Honey, last summer when my husband and son die they wasn't nothin' to

put on 'em to bury in. I told the Welfare could I get something clean

and whole to bury my dead; honey chile, it's the gospel truth, it was

two weeks after they was buried when they brought me the close

(clothes). Theys told me then I would get $10.00 a month, but in all

this time now, I only had $5.00 one time. I lives with my daughter here

in this house, but her man been outen work so long he couldn't keep up

the payments and theys 'bout to loose it. Lordy, where'll we go? I made

big garden in the spring of the year, and sold a heap. Hot summer burnt

everything up, now. Yessum, that $5.00 the Reliefers give me--I bought

my garden stuff with it.



I got the rheumatiz a-making the garden. It look like I'm done. I knowed

a old potion. It made of pokeberry juice and whiskey. Good whiskey. Not

old cheap corn likker. Yessum, you takes fine whiskey--'bout half

bottle, and fills up with strained pokeberry juice. Tablespoon three

times a day. Look-a-here, miss. Look at these old arms go up and down

now. I kin do a washing along with the youngish womens.



Iffen you wants to know what I thinks of the young folks I tells you.

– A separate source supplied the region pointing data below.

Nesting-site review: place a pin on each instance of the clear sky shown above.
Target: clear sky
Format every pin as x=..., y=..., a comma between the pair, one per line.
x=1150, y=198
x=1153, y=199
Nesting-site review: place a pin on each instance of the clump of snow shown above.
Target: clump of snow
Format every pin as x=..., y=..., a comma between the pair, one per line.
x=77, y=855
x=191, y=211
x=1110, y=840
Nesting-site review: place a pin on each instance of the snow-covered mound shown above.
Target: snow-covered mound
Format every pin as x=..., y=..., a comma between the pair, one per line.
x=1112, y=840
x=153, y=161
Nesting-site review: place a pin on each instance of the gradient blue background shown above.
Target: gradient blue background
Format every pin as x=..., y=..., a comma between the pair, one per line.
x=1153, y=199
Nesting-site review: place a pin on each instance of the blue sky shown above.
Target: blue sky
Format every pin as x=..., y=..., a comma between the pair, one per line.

Look at that grandchile a-setting there. She fourteen and know more

right now than I knowed in my whole life. Yes ma'am! She can sew on a

machine and make a dress in one day. She read in a book how to make

sumthin to eat and go hatch it up. Theys fast, too. Ain't got no time

for olds like me. Can't find no time to do nothin' for me. People now

makes more money than in old days, but the way they makes it ain't

honest. No'am, honey, it jest plain ain't. Old honest way was to bend

the back and bear down on the hoe.



Did you ask somethin' 'bout old time songs? Sure did have purty music

them days. It's so long, honey, I jest can't 'member the names,

'excusing one. It was "Hark, from the Tombs a Doleful Sound." It was a

burying song; wagons a-walking slow like; all that stuff. It was the

most onliest song they knowed. They was other music, though. Could they

play the fiddle in them days, unh, unh! Lordy, iffen I could take you

back and show you that handsome white lady what put me on the floor and

learned me to dance the contillion!



I'm a-thinking we're a-living in the last days, honey, what does you

think? Yes, Mam! We sure is living in the seventh seal. The days of

tribulations is on us right now. Nothing make like it used to. I sure

would be proud iffen I knowed I had a living for the balance of my days.

I got a clean and a clear heart--a clean and clear heart. Be so to your

neighbors and God will make it up to you. He sure will, honey."